1. Subscription to a daily mainstream national newspaper. I recommend The Globe and Mail and/or the National Post. Both often feature items related to immigration and both are well written and present clear points of view on issues of immigration and settlement.
2. Subscription to a local newspaper. Depending on where the newcomer settles, the local paper offers, often painfully accurately, the local environment: it is important for the newcomer to know where they have landed, how they are welcomed (or not) and avenues for settling, integrating, opportunities for employment and recreation, etc in their chosen community.

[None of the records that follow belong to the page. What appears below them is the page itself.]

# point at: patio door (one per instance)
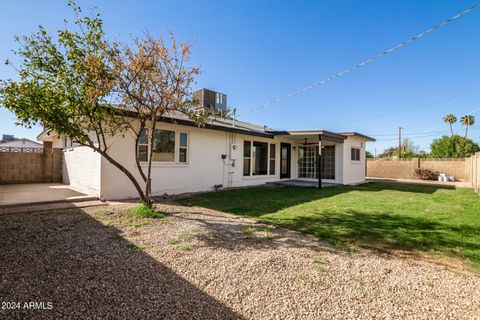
(285, 162)
(307, 162)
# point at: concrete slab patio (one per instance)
(21, 194)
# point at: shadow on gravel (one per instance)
(240, 236)
(87, 270)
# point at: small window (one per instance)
(355, 156)
(183, 151)
(247, 155)
(143, 146)
(164, 146)
(272, 159)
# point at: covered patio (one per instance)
(307, 154)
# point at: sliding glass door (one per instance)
(307, 162)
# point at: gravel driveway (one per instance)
(99, 263)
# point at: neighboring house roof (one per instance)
(237, 126)
(21, 143)
(359, 135)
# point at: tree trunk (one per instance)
(148, 184)
(126, 172)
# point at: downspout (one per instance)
(319, 162)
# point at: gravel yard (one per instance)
(100, 263)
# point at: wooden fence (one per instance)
(472, 166)
(30, 165)
(405, 168)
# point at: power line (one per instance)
(363, 63)
(406, 109)
(381, 115)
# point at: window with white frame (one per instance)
(183, 148)
(355, 154)
(143, 146)
(272, 159)
(258, 158)
(169, 146)
(247, 154)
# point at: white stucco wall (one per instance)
(21, 143)
(81, 170)
(205, 167)
(353, 171)
(92, 174)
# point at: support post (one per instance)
(319, 162)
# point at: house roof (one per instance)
(229, 125)
(358, 135)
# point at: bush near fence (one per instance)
(30, 165)
(405, 168)
(472, 169)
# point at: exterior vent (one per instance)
(210, 99)
(8, 137)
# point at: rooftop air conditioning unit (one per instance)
(212, 100)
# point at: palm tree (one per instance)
(450, 119)
(467, 120)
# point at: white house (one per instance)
(9, 141)
(232, 154)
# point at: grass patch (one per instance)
(140, 224)
(144, 211)
(104, 212)
(248, 230)
(427, 219)
(185, 248)
(134, 246)
(174, 241)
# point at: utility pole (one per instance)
(399, 142)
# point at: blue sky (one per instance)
(256, 51)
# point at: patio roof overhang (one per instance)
(309, 134)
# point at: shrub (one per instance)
(144, 211)
(425, 174)
(453, 147)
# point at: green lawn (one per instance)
(424, 219)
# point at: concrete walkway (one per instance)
(21, 194)
(50, 206)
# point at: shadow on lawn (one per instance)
(385, 230)
(380, 229)
(260, 201)
(87, 270)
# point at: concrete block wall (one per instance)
(31, 167)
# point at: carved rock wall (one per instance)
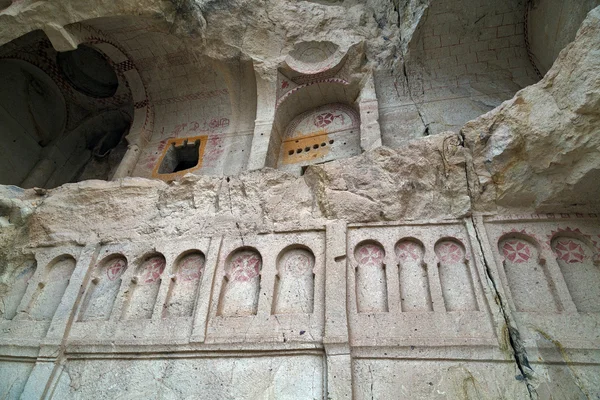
(459, 265)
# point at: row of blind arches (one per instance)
(415, 281)
(525, 270)
(529, 276)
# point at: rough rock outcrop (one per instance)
(541, 149)
(425, 179)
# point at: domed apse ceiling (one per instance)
(63, 116)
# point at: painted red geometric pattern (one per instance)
(409, 251)
(245, 267)
(115, 268)
(516, 251)
(191, 267)
(569, 251)
(370, 255)
(298, 264)
(449, 252)
(324, 119)
(153, 269)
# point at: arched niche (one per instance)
(455, 276)
(309, 115)
(71, 123)
(51, 288)
(527, 274)
(144, 287)
(184, 285)
(322, 134)
(371, 279)
(415, 294)
(32, 115)
(295, 281)
(241, 283)
(581, 270)
(103, 288)
(15, 288)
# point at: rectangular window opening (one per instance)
(180, 158)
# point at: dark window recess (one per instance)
(180, 158)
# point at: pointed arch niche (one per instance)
(580, 269)
(103, 288)
(241, 283)
(51, 288)
(144, 288)
(183, 288)
(455, 276)
(315, 123)
(294, 282)
(64, 116)
(18, 283)
(527, 274)
(371, 278)
(415, 294)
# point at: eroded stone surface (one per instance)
(375, 276)
(539, 150)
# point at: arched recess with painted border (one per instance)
(580, 267)
(456, 277)
(415, 293)
(241, 283)
(103, 288)
(333, 103)
(51, 288)
(17, 282)
(527, 275)
(370, 277)
(144, 287)
(92, 143)
(191, 96)
(184, 284)
(295, 281)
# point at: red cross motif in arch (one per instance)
(115, 269)
(245, 267)
(516, 251)
(409, 251)
(153, 270)
(450, 252)
(569, 251)
(370, 254)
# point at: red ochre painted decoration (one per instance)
(245, 267)
(297, 264)
(115, 268)
(326, 118)
(191, 267)
(370, 255)
(569, 251)
(449, 252)
(516, 251)
(153, 270)
(409, 251)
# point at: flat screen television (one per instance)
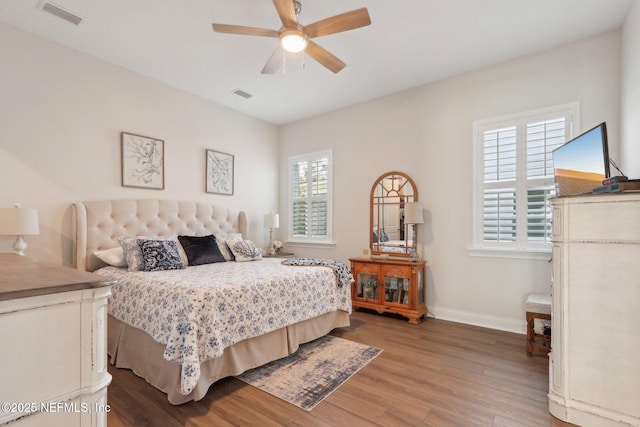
(581, 164)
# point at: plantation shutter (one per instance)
(499, 199)
(517, 181)
(542, 138)
(310, 197)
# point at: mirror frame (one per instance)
(372, 196)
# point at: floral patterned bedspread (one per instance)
(199, 311)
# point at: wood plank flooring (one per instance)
(437, 373)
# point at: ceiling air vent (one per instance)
(242, 93)
(61, 13)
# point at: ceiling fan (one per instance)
(296, 38)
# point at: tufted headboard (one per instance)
(99, 224)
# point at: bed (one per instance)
(182, 332)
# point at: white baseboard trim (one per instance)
(493, 322)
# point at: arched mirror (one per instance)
(393, 197)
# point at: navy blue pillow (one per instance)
(201, 249)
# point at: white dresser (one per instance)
(53, 361)
(595, 357)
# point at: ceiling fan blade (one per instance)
(273, 64)
(286, 12)
(324, 57)
(336, 24)
(246, 31)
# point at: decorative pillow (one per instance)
(133, 253)
(113, 256)
(160, 255)
(224, 248)
(244, 250)
(201, 250)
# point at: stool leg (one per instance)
(530, 334)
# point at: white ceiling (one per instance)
(409, 43)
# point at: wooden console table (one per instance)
(389, 285)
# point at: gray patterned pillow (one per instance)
(244, 250)
(133, 253)
(160, 255)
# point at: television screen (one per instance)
(581, 164)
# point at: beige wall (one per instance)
(630, 144)
(61, 114)
(426, 132)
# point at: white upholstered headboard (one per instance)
(99, 224)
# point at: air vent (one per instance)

3. “100 Photos that Changed Canada” is a beautiful ‘coffee-table’ book that illustrates and documents the journey and history of immigration to Canada. Both heartening and heart-breaking stories and histories are included, everything from the “Girl from Canada”, a living exhibit of a young woman on a bicycle outfitted with all the bells and whistles that ostensibly depicted life in Canada as an incentive to British, to the injustice of the Komagata Maru incident, documenting the history of the “one continuous voyage” policy in immigration policy, to the repatriation of Japanese Canadians after internment during WWII, to Canada’s disgrace in refusing Jewish children’s emigration, 100 Photos is an illustrated history of Canada.
4. Rudyard Griffith’s Who We Are: The Citizen’s Manifesto is a current examination of the state of the nation and the place of the newcomer in it.
5. Shaun Tan’s The Arrival is a beautiful, timeless and ageless picture book that illustrates beautifully the immigrant experience. Children and adults alike will marvel at the empathic depictions of what it is like to land on new shores. Readers will find comfort in this volume, which lovingly and accurately depicts the typical newcomer journey: leaving family, reconciling, being a stranger in a strange land.
6. Library cards to the local public and local university libraries. Many Canadian university libraries offer a “research reader” or “community member” card for non-students. Local public libraries have agreements with Citizenship and Immigration Canada and offer Library Settlement Service programs, a support to newcomers.
This list is reading-heavy: What are your suggestions for other/additional best gifts for newcomers?